Column: Hollywood may have overstepped several boundaries with Zero Dark Thirty

By Nicole Theodore

As I sat in the dark, crowded theater watching the new film Zero Dark Thirty play before me this past Friday, I felt uneasy and unsure about something. The controversial film depicts the “true” story of how the infamous Osama Bin Laden was found and killed by American forces back in May of 2011. As my fellow moviegoers cheered when the screen showed U.S. forces raiding the compound at which Osama Bin Laden was hiding, I could not help but think to myself, is this actually benefiting our country?

The scenes of the CIA water-boarding prisoners were hard enough to watch, but what was harder to watch was the way the movie was filmed and told. It was filmed documentary style, showing the director’s point of view of what life is like in Pakistan and Afghanistan when U.S. forces and the CIA were present. Most people sat there complacent, accepting this view face value. Many people, including myself, do not know what life is really like there. Some would rather just accept this view even though it may not be accurate. Original phone calls from the Sept. 11 attacks were played, and a wave of sadness and unrest hit me and the rest of the room suddenly. This is when I realized that Zero Dark Thirty might become a catalyst for hatred and further violence involving racism on both the American side and the Middle East.

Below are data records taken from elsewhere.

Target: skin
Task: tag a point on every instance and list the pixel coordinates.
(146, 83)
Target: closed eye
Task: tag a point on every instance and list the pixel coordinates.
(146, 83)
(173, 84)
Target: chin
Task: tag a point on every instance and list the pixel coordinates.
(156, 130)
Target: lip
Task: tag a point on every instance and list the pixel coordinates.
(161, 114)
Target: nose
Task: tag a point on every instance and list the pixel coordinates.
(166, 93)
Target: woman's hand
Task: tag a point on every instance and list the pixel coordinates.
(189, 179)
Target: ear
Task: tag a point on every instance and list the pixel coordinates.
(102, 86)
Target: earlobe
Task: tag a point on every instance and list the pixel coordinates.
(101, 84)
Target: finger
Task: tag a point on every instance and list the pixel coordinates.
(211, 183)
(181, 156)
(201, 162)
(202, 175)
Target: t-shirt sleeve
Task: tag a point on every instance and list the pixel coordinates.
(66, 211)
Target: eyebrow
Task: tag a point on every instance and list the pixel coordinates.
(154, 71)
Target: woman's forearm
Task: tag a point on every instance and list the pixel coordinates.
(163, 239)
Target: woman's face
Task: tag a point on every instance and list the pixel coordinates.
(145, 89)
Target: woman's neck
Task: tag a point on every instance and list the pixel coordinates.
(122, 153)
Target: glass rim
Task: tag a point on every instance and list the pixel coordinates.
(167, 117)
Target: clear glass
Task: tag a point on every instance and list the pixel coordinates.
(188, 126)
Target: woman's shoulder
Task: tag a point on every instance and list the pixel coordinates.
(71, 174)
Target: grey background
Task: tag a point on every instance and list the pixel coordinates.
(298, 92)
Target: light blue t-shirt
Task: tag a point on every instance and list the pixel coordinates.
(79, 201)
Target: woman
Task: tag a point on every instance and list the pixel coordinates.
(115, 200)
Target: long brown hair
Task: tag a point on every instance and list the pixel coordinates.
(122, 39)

My thoughts raced as I remembered how the Middle East reacted to the anti-Islam film in September. Zero Dark Thirty could upset the Middle East with its graphic scenes of their men and women being killed by U.S. soldiers. We are often so quick to buy into the hype of movies that are “based on a true story” that we don’t often question the consequences of their wide spread popularity unless it directly affects us. To Americans, seeing people being murdered or killed is quite the norm in Hollywood movies, but to more conservative countries this may not be the case.

Many Americans who will watch this movie will possibly feel hatred towards those who attacked us as they listen to the frantic 911 calls from those trapped in the towers on 9/11. I did; it was impossible not to. Is it actually healthy for our country to essentially rehash what happened in a graphic, documentary style movie? We should always remember what happened and honor the victims and families of 9/11 and those who fought in the Iraq war, but Hollywood should be careful not to cross a fine line. Where I just felt angry and sad during the movie, another normal citizen may act upon their perpetuated hatred and take it out on innocent people, as events have shown quite recently in the United States.

Hollywood is not the reason violence occurs, but we cannot deny it may be a catalyst. When something as delicate as the relationship, or lack of, between Americans and people of the Middle East is depicted in Hollywood, there is of course going to be discussion on either side or possibly violence.

I have consistently heard those around me call people who may look or act like they are from the Middle East derogatory names or worse, say they are probably “terrorists”. Zero Dark Thirty may possibly reinforce this racism, because it is in fact racism. Some will leave the movie feeling hopeful for the future and others will be leaving with more hatred for the Middle East and Al Qaeda than ever before.

To fix the perception of average Americans from a Middle East standpoint, and to fix the perception of the Middle East from an American standpoint since 9/11 may be impossible. However, movies, literature and television can educate both sides and stop reinforcing biases. Not every person from the Middle East is in Al Qaeda and agrees with terrorism, which many Americans do not understand. Imagine someone with this ideology being essentially armed with a Hollywood movie like Zero Dark Thirty; it is a recipe for further discrimination and hatred.

There is also a clear difference between a documentary, and a movie filmed like it is a documentary. Though the filmmakers were in contact with the CIA, it doesn’t necessarily mean it is completely accurate. Mike Morell, acting director of the CIA, released a statement on the agency’s website stating that the “CIA interacted with the filmmakers through our Office of Public Affairs but, as is true with any entertainment project with which we interact, we do not control the final product,” according to a TIME Magazine article.

Movies like Zero Dark Thirty will not stop being produced, but what Americans can do is research and educate themselves on such topics beforehand to decrease discrimination and realize what is true and what isn’t. As citizens, it is our responsibility what we do with the media that is presented to us. By asking questions and doing formative research this may help eliminate biases, discrimination, and essentially inform consumers of what they should expect from the media and what they shouldn’t.